Dass aber in alten Zeiten die Begriffe noch weniger analogisch gebildet wurden als heute, das sieht man aus einer Menge gerade der gebräuchlichsten Worte. Und es ist kein Zufall, dass gerade die gebräuchlichsten Worte in vielen Sprachen den alten Zustand erhalten haben. Sie waren den redenden Menschen immer zu geläufig, um sich der Analogie zu fügen. Man achte auf das Hilfszeitwort sein. Der Infinitiv lautet "sein", der Indikativ der Gegenwart "ich bin", das Imperfektum "ich war". Diese Worte werden so oft gebraucht, selbst schon von kleinen Kindern, dass die Analogiebildung ich seie und ich seinte oder ähnlich niemals festen Fuß fassen konnte. Man halte dagegen ein Verbum, das selten gebraucht wird, wie z. B. pflücken. Es hat vielleicht kein einziger von uns sämtliche Formen, die nach dem grammatischen Paradigma von "pflücken" abgeleitet werden können, also alle Formen von "ich pflücke" angefangen bis "ich würde gepflückt gehabt haben" schon gebraucht. Kommen wir aber im Zusammenhang der Rede dazu, irgend eine noch niemals von uns gebrauchte Ableitungsform von pflücken anzuwenden, so steht uns fast unbewußt das Paradigma zu Gebote, das heißt wir bilden das Wort nach Analogie anderer Zeitwörter, insbesondere nach der Analogie der schwachen transitiven Verben. Es scheint mir ganz einleuchtend, dass von den Uranfängen der Sprache an solche Analogiebildungen wirksam waren. Ein vollständiges Wörterbuch müßte auch alle Neubildungen von jedem Verbum mitenthalten.
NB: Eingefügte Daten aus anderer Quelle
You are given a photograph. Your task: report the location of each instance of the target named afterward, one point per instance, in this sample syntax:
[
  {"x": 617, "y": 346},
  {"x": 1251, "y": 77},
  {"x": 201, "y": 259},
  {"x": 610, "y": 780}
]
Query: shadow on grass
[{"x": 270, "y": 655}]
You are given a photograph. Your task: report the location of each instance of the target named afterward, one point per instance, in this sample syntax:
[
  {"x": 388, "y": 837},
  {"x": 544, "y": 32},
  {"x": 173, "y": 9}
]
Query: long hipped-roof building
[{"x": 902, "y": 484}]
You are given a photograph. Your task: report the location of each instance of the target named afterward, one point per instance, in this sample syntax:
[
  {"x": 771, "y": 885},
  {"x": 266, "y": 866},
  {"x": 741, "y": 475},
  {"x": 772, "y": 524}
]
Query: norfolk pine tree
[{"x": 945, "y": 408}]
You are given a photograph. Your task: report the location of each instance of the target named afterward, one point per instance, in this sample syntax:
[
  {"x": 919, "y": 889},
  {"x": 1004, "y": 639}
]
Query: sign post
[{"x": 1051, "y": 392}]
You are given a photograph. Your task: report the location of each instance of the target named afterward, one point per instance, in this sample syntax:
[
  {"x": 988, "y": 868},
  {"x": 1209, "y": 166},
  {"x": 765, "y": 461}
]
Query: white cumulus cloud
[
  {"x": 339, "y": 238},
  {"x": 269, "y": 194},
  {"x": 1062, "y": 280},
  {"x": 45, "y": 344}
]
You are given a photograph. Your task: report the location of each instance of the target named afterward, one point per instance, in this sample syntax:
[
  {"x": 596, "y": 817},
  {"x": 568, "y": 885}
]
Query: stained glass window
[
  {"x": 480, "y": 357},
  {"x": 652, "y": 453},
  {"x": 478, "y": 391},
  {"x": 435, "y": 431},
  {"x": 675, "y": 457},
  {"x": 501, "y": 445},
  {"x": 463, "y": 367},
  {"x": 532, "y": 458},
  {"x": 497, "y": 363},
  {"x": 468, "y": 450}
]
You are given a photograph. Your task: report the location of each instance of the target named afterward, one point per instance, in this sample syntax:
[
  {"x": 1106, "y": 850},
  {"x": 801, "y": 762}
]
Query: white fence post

Wir stehen aber so unbedingt unter dem Banne der Analogie, dass wir "pflücke, pflückte, gepflückt" gar nicht als selbständige Worte empfinden, was sie doch ebenso gut sind wie die abgeleiteten Substantive und Adjektive, dass wir sie vielmehr als gelegentliche Lautveränderungen eines sogenannten Stammwortes empfinden. "Sein — bin — war" sind offenbar ursprünglich ganz verschiedene Worte gewesen; wir empfinden aber auch sie als Ableitungen, weil uns die Analogie nicht losläßt. Ebenso steht es um die Komparation von "gut" in "besser". Vielleicht könnte man es dahin auch rechnen, wenn wir im Deutschen das Wort Geschwister haben und damit auch mehrere Brüder bezeichnen können.